Thursday, September 21, 2006

Guess Who?

Let's play: Guess who said this?

"We will find a way to sort this out as Anglicans, so we have a common future. But whenever you’re in a badly broken relationship, the first thing you need is space," he said. "If they take away the space of a diocese of being able to choose its own leader, they send a signal that the Episcopal Church intends to move totally contrary to the Anglican Communion."

Need a little more time?

Ready for the answer?

Kendall Harmon in his comments on his blog, titusonenine

I kid you not.

Take a minute to let it sink in and then ...

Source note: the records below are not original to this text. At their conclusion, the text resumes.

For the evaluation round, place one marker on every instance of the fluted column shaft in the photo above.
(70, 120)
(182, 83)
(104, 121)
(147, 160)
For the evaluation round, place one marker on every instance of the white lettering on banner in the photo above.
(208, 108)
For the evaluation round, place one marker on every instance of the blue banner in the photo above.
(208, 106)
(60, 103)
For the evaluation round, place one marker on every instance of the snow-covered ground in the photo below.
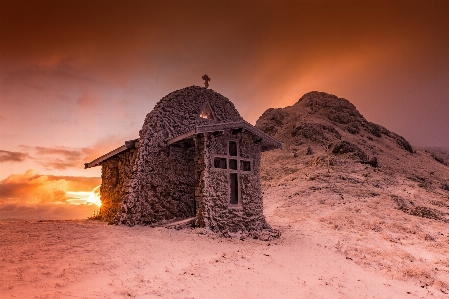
(86, 259)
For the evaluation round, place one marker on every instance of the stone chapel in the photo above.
(196, 158)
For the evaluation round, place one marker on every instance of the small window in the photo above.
(220, 163)
(232, 148)
(233, 164)
(234, 188)
(245, 165)
(206, 112)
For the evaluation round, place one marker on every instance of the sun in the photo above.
(85, 197)
(94, 196)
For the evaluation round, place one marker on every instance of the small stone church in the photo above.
(197, 159)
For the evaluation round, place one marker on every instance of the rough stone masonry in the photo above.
(195, 158)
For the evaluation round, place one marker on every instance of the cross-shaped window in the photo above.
(234, 165)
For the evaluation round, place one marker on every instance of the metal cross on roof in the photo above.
(206, 80)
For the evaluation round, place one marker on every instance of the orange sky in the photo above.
(78, 77)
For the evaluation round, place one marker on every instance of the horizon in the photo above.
(78, 77)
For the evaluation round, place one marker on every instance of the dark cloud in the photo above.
(35, 188)
(7, 156)
(16, 211)
(35, 196)
(59, 157)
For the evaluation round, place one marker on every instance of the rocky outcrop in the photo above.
(320, 120)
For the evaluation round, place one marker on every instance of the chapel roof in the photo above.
(187, 112)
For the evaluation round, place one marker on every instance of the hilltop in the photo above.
(393, 218)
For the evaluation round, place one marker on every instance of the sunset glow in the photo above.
(82, 197)
(77, 78)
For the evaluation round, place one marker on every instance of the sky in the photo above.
(77, 78)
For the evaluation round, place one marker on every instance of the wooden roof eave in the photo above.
(267, 141)
(128, 145)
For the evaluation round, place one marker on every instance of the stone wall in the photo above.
(115, 175)
(218, 213)
(166, 187)
(154, 172)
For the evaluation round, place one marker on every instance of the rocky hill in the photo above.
(392, 218)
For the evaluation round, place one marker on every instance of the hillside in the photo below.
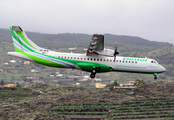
(127, 46)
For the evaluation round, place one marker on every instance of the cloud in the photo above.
(150, 19)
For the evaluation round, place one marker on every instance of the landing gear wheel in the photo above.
(92, 75)
(155, 77)
(94, 71)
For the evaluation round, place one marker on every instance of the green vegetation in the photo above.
(9, 95)
(127, 46)
(52, 102)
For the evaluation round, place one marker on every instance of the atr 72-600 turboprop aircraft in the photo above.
(96, 60)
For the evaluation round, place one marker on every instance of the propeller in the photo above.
(115, 52)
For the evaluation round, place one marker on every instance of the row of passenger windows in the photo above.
(94, 59)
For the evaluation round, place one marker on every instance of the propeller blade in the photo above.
(115, 53)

Help me understand how it makes any sense that the "space of a diocese of being able to choose its own leader" should stop at the border of South Carolina while other dioceses -- let's just start with New Hampshire and Newark for the moment -- don't qualify for the same "space."

This one not only "makes the heart sad" it makes the head spin!

3 comments:

Will said...

And it makes my blood pressure shoot right straight through my head .. and my head is pretty hard on some issues.

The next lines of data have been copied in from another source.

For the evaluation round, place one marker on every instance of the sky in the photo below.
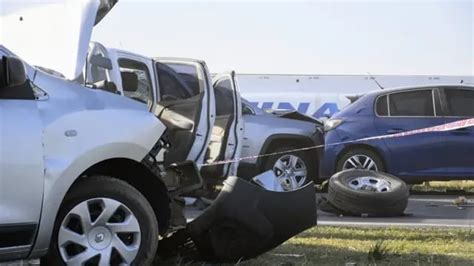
(419, 37)
(296, 37)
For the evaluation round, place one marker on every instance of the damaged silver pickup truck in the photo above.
(81, 179)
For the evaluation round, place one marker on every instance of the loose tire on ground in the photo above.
(359, 202)
(102, 187)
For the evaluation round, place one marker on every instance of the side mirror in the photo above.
(13, 72)
(100, 61)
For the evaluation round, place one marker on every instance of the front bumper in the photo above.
(330, 153)
(246, 220)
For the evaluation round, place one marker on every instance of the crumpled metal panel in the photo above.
(246, 220)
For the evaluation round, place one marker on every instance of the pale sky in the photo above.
(324, 37)
(314, 37)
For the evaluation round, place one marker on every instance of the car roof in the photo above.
(416, 87)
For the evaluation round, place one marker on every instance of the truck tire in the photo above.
(105, 221)
(361, 192)
(303, 161)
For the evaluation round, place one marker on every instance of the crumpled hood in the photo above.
(54, 34)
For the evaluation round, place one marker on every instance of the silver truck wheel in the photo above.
(291, 171)
(103, 221)
(99, 227)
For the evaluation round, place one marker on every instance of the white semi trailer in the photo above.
(323, 95)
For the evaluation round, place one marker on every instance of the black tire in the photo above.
(360, 202)
(303, 155)
(107, 187)
(362, 151)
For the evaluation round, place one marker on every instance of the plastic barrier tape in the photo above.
(441, 128)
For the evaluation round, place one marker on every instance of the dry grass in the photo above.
(329, 245)
(325, 245)
(443, 186)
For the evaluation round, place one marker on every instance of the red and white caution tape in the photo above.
(441, 128)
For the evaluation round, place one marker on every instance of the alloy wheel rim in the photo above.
(290, 171)
(370, 183)
(360, 161)
(101, 231)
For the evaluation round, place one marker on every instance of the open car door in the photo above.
(186, 106)
(227, 133)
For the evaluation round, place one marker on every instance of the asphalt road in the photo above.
(422, 211)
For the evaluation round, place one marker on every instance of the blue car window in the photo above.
(381, 106)
(460, 102)
(412, 103)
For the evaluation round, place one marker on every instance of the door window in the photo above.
(136, 81)
(382, 106)
(459, 102)
(224, 97)
(178, 81)
(412, 103)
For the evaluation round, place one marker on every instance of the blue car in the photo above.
(416, 158)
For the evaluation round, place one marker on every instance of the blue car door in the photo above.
(458, 104)
(416, 155)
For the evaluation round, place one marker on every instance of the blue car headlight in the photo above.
(331, 124)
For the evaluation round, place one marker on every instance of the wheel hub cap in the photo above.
(99, 231)
(290, 171)
(360, 161)
(99, 237)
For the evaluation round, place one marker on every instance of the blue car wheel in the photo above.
(360, 158)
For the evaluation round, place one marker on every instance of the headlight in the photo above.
(331, 124)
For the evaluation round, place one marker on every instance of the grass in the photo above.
(327, 245)
(330, 245)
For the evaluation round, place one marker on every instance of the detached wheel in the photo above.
(293, 170)
(360, 158)
(358, 192)
(104, 221)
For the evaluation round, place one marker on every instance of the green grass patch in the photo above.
(328, 245)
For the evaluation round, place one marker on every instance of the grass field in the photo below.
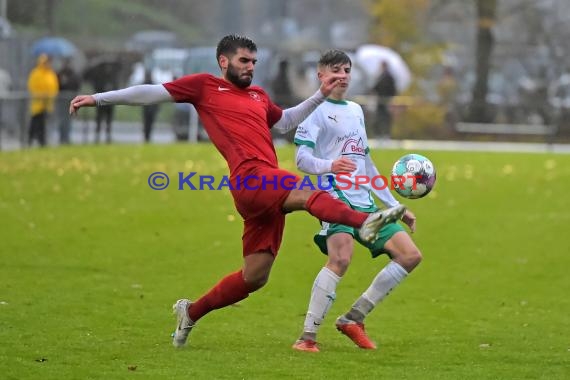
(92, 260)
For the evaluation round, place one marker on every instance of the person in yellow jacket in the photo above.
(43, 88)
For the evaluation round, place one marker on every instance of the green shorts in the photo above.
(376, 248)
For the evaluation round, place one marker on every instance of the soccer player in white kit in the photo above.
(333, 140)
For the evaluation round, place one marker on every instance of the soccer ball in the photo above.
(413, 176)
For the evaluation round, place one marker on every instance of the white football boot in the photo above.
(184, 324)
(375, 221)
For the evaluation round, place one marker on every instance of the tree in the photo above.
(486, 20)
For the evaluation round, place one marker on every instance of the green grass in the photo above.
(92, 260)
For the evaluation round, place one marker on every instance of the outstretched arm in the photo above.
(293, 116)
(136, 95)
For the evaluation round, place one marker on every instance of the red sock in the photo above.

Can I say WHAT BRAZEN ARROGANCE .. is it okay to say that here?

soft spoken, gentle hearted Will :-)

Jon said...

A gander is the male form of a goose.

It will be interesting to see whether the traditional reticence to blocking an election on grounds other than a failure to follow proper proceedure holds now that we have B033 suggesting consents be withheld for those who's election puts a strain on the rest of the church.

Jon

Tony Seel said...

Kendall's response:
Dioceses elect Bishops for the whole church, Susan, which is why Standing Committees and bishops with jurisdiction need to consent to their election. The choice of a diocese needs to be respected but within the overall framework of evangelical faith and catholic order. The problem with the New Hampshire choice is that it violated both.

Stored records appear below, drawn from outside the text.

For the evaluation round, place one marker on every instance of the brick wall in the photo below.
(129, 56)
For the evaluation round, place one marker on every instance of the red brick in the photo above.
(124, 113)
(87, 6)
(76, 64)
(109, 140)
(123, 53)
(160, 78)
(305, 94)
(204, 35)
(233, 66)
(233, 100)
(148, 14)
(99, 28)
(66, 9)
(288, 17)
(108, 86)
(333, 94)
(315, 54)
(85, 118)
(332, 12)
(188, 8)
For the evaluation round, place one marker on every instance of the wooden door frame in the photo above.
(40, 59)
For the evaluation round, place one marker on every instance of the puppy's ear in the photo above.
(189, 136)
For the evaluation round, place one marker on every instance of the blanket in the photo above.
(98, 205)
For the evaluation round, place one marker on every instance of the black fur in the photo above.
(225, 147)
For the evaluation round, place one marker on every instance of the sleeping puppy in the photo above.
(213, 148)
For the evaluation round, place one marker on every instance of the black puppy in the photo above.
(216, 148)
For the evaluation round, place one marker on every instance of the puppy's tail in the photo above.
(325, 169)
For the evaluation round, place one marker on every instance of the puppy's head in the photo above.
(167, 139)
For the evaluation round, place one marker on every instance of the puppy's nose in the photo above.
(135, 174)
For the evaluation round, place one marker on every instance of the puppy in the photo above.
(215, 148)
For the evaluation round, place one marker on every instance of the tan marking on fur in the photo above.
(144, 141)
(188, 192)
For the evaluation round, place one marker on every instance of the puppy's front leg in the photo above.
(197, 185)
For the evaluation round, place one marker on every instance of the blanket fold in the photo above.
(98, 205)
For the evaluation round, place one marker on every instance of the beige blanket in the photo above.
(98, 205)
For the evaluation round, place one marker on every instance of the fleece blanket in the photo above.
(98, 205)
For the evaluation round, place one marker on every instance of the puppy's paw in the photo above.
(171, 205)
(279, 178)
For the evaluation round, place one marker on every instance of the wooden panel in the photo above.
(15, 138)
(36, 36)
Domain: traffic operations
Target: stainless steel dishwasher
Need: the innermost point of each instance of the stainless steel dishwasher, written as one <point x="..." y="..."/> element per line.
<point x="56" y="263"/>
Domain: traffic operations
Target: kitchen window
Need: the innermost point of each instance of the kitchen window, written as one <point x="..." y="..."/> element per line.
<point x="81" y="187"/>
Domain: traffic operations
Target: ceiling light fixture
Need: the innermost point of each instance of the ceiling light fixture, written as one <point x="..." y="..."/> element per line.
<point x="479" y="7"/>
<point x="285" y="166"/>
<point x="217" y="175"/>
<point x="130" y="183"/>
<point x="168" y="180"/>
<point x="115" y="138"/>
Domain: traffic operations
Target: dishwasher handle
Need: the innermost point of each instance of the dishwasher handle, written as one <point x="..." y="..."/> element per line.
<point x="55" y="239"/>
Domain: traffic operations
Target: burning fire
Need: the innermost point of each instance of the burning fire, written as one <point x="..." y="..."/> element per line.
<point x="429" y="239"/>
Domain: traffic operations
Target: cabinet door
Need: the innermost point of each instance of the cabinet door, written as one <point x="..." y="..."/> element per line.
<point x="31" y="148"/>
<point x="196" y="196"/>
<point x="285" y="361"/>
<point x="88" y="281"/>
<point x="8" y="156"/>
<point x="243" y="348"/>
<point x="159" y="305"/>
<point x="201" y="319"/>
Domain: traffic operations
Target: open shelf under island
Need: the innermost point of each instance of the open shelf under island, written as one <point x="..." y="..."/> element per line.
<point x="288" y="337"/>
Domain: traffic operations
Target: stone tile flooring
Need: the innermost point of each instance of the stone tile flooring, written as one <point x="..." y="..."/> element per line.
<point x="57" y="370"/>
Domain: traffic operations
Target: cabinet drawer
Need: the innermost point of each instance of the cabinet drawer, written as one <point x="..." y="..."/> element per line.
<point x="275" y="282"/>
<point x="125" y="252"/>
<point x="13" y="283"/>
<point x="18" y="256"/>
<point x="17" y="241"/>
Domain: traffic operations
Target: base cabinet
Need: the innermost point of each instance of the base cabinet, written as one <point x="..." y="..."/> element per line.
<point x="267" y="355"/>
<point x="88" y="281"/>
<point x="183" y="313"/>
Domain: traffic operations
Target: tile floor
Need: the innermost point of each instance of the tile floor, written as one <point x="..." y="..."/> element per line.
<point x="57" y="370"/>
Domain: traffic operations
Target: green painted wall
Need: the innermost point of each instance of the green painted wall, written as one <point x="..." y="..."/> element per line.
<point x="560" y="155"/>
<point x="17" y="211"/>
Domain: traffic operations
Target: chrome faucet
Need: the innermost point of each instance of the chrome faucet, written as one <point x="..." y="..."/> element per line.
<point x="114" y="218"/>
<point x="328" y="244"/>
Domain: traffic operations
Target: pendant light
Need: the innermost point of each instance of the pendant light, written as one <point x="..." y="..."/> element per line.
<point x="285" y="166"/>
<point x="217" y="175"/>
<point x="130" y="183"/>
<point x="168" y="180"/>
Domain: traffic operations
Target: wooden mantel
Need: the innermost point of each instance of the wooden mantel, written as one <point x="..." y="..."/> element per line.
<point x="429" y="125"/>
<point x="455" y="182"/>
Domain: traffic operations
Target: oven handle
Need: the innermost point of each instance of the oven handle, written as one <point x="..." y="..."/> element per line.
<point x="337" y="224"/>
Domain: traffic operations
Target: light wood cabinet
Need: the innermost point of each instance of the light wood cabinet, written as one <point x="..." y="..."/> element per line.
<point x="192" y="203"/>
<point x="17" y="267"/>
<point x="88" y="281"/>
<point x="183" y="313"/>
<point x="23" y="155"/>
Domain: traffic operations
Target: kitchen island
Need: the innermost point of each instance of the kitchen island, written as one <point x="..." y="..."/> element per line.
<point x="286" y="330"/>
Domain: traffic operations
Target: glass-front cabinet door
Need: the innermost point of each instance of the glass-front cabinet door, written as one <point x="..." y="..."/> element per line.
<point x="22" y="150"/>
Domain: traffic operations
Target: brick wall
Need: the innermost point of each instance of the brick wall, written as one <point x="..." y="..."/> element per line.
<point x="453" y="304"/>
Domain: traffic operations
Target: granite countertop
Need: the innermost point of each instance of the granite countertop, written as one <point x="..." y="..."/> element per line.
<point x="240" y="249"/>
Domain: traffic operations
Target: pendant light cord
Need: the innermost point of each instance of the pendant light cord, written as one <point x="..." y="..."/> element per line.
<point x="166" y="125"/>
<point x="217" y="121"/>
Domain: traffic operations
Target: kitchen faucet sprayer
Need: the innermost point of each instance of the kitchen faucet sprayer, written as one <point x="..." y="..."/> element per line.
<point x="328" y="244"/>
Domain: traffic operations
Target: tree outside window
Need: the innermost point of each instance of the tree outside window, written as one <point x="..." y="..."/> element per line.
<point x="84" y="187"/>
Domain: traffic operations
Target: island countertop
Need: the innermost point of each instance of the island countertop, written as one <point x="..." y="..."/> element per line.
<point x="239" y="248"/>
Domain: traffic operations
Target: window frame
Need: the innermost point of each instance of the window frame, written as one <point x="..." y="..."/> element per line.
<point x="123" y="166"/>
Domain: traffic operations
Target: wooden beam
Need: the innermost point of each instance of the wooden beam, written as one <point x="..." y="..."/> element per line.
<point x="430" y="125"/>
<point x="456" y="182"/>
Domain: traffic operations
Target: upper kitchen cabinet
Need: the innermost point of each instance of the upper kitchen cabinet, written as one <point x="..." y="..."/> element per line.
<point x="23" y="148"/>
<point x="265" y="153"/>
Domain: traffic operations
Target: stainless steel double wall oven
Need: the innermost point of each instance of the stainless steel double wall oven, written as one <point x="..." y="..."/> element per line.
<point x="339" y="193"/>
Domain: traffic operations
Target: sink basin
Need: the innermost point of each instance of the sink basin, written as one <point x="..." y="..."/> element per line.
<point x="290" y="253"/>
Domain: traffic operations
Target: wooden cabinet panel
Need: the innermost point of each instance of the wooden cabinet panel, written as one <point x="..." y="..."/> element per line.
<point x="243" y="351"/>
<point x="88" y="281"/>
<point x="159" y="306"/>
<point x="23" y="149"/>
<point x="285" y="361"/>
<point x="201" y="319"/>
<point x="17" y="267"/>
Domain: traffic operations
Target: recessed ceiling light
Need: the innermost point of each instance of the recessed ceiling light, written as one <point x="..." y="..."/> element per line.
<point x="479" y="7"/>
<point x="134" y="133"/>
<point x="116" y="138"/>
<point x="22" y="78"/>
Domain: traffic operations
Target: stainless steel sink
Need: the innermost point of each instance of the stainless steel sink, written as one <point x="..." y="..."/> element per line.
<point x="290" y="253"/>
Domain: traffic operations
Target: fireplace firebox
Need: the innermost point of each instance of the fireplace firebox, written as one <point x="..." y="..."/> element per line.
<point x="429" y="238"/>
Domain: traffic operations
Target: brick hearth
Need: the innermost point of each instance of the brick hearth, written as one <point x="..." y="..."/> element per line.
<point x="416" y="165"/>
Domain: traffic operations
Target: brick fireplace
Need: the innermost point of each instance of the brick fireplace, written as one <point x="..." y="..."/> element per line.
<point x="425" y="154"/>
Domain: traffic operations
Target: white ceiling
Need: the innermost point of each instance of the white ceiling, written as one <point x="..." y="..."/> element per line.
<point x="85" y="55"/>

In 1955 or 1956 the Diocese of Colorado elected C. Norman Middleton as their Suffragan Bishop. He was later rejected by the House of Bishops because he had been divorced and remarried many years previously. They later had to elect someone else. This is an example of the overall framework of evangelical faith and catholic order limiting diocesan choice, it is autonomy-in-communion as it used to operate in our own Province (Hat tip Bishop Bill Frey who this week emailed me with this information).

South Carolina made its choice based on its own discernment and in accord with evangelical faith and catholic order. We are a diocese which seeks to follow the teaching and practice of the Anglican Communion. If the diocesan choice here were to be rejected because of its electee’s theology, it would be a tragic decision to signal to the communion that current Anglican teaching and practice is longer approved in the episcopate of this Province. It would further be a hypocritical lack of application of the same standard that was purported to be exercised in approving other reappraising dioceses elections of bishops to the situation in the reasserting diocese of South Carolina–KSH.